“Declination”

A few days ago I received from my daughter’s school a form with the heading “Influenza Vaccine Consent/Declination.” I had never met declination, meaning “formal refusal,” in the wild before, but I knew that I didn’t like it. It’s stultifyingly bureaucratic. (@bretsmoore will tell you that it also means the angular distance of a point north or south of the celestial equator.)

So of course I did an EDGAR search for declination. Sure enough, it appears in 255 contracts filed with the SEC in the past year. Here’s the first example I encountered, in an “agreement and declaration of trust”:

The death, declination to serve, resignation, retirement, removal, or incapacity of one or more Trustees, or all of them, shall not operate to annul the Trust or to revoke any existing agency created pursuant to the terms of this Declaration of Trust.
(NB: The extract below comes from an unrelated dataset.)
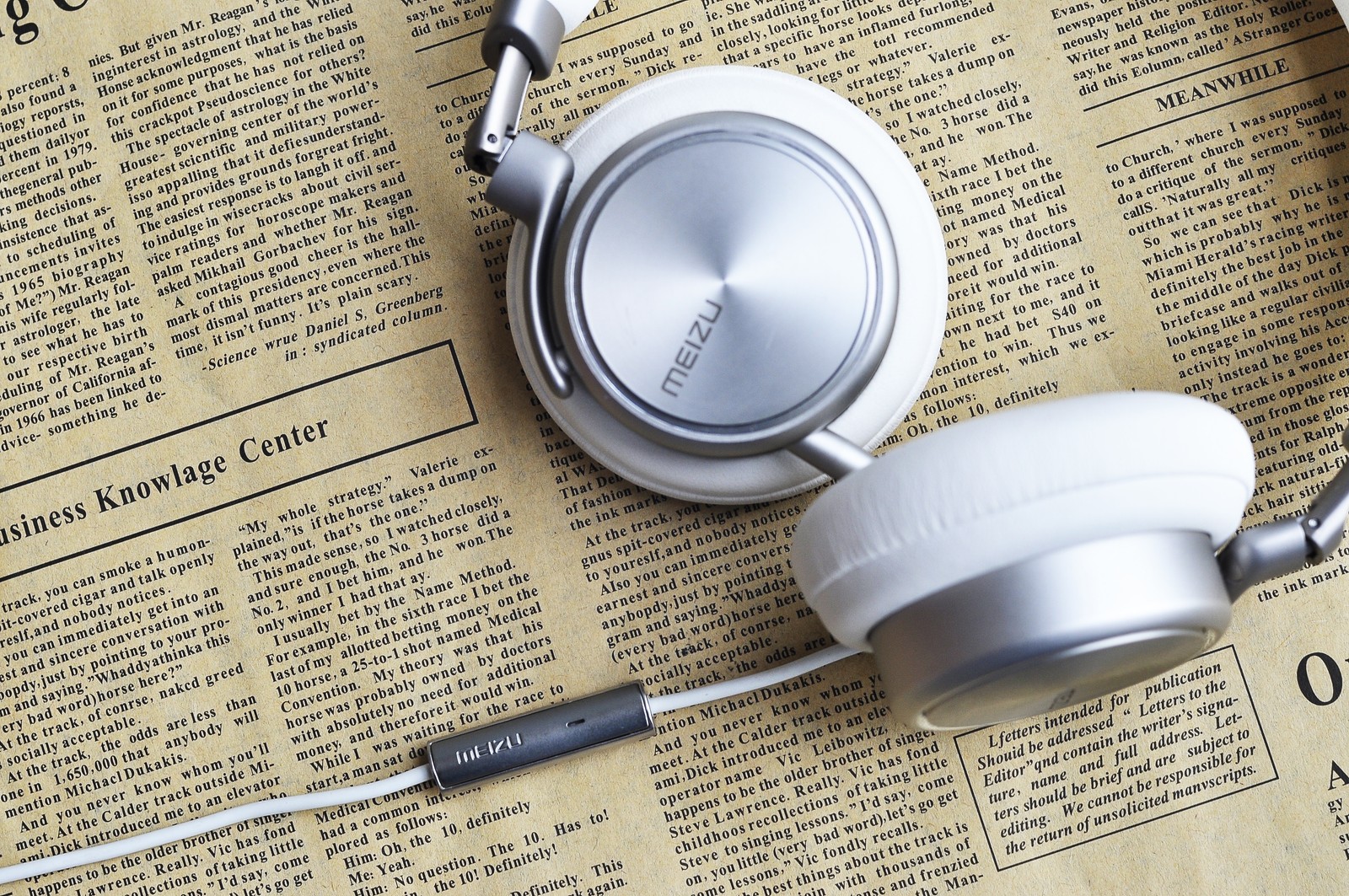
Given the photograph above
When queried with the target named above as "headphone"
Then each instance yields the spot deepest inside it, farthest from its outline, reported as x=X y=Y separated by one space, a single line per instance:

Although declination is particularly clunky, the cure is the same as the cure for overuse of abstract nouns generally: use a verb instead:

If one or more Trustees die, decline to serve, resign, retire, are removed, or are incapacitated, that will not annul the  Trust or revoke any existing agency created under this declaration of trust.

That’s why one label for such abstract nouns is “buried verbs.”

About the author

Ken Adams is the leading authority on how to say clearly whatever you want to say in a contract. He’s author of A Manual of Style for Contract Drafting, and he offers online and in-person training around the world. He’s also chief content officer of LegalSifter, Inc., a company that combines artificial intelligence and expertise to assist with review of contracts.

1 thought on ““Declination””

  1. The “if … then” version smokes out those nominalized passives “removal” and “incapacitation” and lets them flaunt their missing by-agents!